Freezing will split the two phases better indeed.
One way is to freeze in a beaker kind of recipient, closed with plastic and rubber band.
Then poor of the top layer (to be re-used) and use a paper towel to dry the frozen acid surface as much as possible, as soon as the watery layer is frozen. The paper towel gets little wet by sucking up remaining hydrocarbons. I've never done the IPA or acetone wash to work like the paper towel trick, I did not know of it until now (thanks!), but both tricks can be combined.
Option from there: boil the acid solution hard (adding some water now and then to remain level) to strip off hydrocarbons that found a way in there, until most (all) smell is gone. The steam bubbles coming from the bottom attract the hydrocarbons (due the ultra low partial pressure of hydrocarbons inside the steam bubbles, hence boil hard) and then take them up and out with the steam. Fume hood = On of course.

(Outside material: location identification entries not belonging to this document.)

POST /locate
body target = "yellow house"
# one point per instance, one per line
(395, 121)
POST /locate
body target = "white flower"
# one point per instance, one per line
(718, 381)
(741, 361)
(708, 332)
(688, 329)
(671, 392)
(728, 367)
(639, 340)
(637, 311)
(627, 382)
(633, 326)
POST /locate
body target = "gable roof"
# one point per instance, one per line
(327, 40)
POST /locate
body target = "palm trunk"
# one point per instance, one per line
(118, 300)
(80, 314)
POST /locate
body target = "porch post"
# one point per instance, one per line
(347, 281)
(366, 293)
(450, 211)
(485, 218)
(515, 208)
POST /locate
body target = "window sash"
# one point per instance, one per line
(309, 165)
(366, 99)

I've no idea how effective it is in absolute removal, but one can boil the smell out to large extend.
After that, evaporating, sod-carb...etc.. as said.
Toluene's solvability in water (0.5 g/l) > that of xylene (0.2 g/l).
IIRC, it has been posted that phosphoric acid is not the best for salting out due having multiple pKa's. I've never checked out how that plays a practical role, but the word was out and vinegar is such an easy alternative.
I've never found toluene smell as much like xylene does.